GLOBAL WARMING A PROBLEM BUT NOT FOR NORTHERN BASED ARCHAEOLOGISTS
Scientists have found a pre-Viking tunic in a thawing glacier, a discovery they say highlights a rare advantage of global climate change. Reuters reports that the woolen garment was uncovered in 2011 in south Norway, 6,560 feet above sea level on what is believed to have been a Roman-era trade route.

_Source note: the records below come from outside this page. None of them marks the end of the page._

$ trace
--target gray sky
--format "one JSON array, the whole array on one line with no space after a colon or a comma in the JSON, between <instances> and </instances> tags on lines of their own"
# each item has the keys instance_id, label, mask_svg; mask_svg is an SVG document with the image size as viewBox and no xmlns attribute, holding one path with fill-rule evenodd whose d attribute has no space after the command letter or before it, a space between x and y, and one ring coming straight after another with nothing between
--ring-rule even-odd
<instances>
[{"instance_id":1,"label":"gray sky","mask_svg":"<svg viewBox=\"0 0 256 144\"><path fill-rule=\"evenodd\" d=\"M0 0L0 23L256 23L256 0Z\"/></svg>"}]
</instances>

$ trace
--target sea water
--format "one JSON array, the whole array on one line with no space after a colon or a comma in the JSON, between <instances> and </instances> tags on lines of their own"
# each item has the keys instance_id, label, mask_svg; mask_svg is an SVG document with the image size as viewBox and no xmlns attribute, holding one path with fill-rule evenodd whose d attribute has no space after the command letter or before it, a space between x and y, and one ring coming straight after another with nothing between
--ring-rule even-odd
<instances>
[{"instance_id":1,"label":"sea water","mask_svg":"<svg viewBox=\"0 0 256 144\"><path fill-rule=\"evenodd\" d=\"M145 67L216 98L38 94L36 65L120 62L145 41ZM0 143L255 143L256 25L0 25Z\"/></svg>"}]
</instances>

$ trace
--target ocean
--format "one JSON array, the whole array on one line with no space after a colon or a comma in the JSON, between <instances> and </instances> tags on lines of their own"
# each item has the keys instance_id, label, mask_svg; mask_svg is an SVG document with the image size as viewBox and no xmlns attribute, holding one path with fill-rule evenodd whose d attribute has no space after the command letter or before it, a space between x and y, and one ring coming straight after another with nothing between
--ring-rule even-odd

Carbon dating revealed that the greenish-brown tunic was made around the year 300.
The 1,700-year-old tunic used as warm outer coat was found beside a thawing glacier shows how global warming is proving something of a boon for archaeology according to scientists, Though melting glaciers demonstrate the very real environmental threat facing the earth, this recent finding shows the benefit of climate change to the field of archaeology.
"It's worrying that glaciers are melting, but it's exciting for us archaeologists," Lars Piloe, a Danish archaeologist who works on Norway's glaciers, told Reuters.
The past few years have seen many such discoveries in the melting mountains of Norway. In a 2010 interview with Reuters, Piloe noted the uncovering of more than 600 ancient artifacts, including hunting sticks, bows and arrows, and a 3,400-year-old leather shoe.